一人の子どもが週3回、夕方からこの時間まで塾に通っているのは珍しくなく、高学年にもなると週4回以上、6年生ではほぼ毎日どこかの塾に通っているケースもあるほどだ。なおかつ、子どもたちは勉強の合間を縫っていろいろな習い事もこなしている。水泳、サッカー、体操教室等のスポーツ系から、ピアノ、英語、理科実験教室まで、高学年を除けば塾以外に二つ以上の習い事をしている例もよく聞く。今の小学生は、かなり忙しい。

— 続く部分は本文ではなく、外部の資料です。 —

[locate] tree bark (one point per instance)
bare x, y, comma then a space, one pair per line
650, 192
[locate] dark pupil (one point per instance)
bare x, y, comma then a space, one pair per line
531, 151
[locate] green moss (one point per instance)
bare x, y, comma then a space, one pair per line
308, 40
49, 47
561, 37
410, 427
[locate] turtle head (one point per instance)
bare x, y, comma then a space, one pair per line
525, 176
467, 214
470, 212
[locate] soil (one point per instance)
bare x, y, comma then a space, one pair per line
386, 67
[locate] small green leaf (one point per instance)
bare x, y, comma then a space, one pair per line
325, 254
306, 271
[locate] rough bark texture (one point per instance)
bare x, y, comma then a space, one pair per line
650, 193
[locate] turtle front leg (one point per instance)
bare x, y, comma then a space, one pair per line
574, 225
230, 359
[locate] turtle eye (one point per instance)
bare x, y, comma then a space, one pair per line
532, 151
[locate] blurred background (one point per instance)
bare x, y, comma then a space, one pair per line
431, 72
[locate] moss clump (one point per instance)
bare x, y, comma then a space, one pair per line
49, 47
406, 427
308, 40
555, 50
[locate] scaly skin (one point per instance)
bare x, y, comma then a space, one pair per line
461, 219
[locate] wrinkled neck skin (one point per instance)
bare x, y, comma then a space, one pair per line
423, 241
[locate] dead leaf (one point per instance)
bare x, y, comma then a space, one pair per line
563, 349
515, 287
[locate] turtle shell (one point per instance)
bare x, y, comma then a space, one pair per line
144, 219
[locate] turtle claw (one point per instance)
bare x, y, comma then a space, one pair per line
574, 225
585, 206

一方で小学校の授業の様子はどうだろう。ユニークな試みを実施する学校や工夫を凝らした授業展開を行なう先生も存在する一方で、結果的にただスローペースで内容の薄い授業になってしまっているケースが多い印象も拭えないのは事実である。学校の授業は休憩の時間だと言い放つ子どもや親がいるが、そう考えるにはあまりにも帰宅後の多忙な時間とのアンバランスが際立つ。小学校の授業でもっと深い内容まで踏み込んで教えてほしい、そうすれば塾に費やす時間が少しは減るだろう、と考える親は多いはずだ。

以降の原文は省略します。